A final draft of an Arms Trade Treaty text was published at the UN in New York that addressed a number of potentially serious flaws contained in a previous text.
The White House and other major powers, including the United Kingdom and France are understood to have been closely involved in making the changes.
The month-long negotiations are due to conclude on Friday, in what is expected to be an intense final day of talks.
“This is a positive step forward in achieving an ATT that, with genuine political will, can protect human rights,” said Brian Wood, Arms Control Manager at Amnesty International.
“Several major loopholes that would have severely undermined the effectiveness of the treaty have been addressed, but a few serious concerns remain. We are calling on governments that have stated they want a robust treaty to do all they can on the last day to ensure the strongest possible deal is reached.”
High common standards
If an agreement is reached, for the first time in history, governments would be required under the treaty to make decisions on arms transfers according to high common standards.
International human rights and humanitarian law remain central to the draft text, demonstrating the consistent commitment by a large number of governments to ensure that this remains in any final agreement.
A floor not a ceiling is now proposed for the types of weapons, munitions and equipment to be covered by the treaty. Ammunition, as well as parts and components for arms, would also be subject to a much tighter decision-making process before an international transfer can take place.
Essential elements that were previously omitted but have now been addressed include the need to have measures that would criminalize any breaches of the treaty.
States would now also be required to take appropriate measures to prevent diversion of weapons for unauthorized end use so they don’t end up in the hands of those that are not suppose to have them.
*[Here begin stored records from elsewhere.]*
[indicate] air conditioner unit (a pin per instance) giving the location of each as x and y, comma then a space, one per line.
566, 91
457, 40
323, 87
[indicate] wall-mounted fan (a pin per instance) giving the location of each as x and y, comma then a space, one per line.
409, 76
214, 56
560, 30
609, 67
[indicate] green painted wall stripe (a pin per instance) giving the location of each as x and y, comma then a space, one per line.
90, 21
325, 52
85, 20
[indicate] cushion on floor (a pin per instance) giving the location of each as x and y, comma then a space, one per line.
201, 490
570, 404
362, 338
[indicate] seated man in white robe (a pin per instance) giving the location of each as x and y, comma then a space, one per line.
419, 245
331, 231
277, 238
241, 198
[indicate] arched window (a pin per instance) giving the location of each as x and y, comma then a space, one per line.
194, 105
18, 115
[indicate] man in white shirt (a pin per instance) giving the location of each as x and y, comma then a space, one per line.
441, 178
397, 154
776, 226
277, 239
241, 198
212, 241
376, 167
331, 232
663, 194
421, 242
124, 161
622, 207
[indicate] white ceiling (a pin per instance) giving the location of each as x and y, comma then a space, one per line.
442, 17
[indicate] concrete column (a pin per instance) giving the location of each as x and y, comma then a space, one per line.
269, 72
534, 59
A major remaining concern is that, principally on the insistence of China, the treaty would only apply to the international trade of conventional arms and not necessarily to all international transfers including gifts and aid.
India is also insisting on a clause whereby states may be able to evade the treaty by designating arms transfers as taking place as part of ‘defence cooperation agreements’.
It is expected that sceptical governments like Syria, Iran, North Korea and Cuba, or even Russia and China, might try to attack the strong draft rules if the majority of States in the negotiations that support a strong treaty don’t stand firm on the final day.
The negotiations are the culmination of six years of UN consultations and over a decade of campaigning by Nobel Peace Laureates, including Amnesty International, and increasing numbers of non-governmental organizations.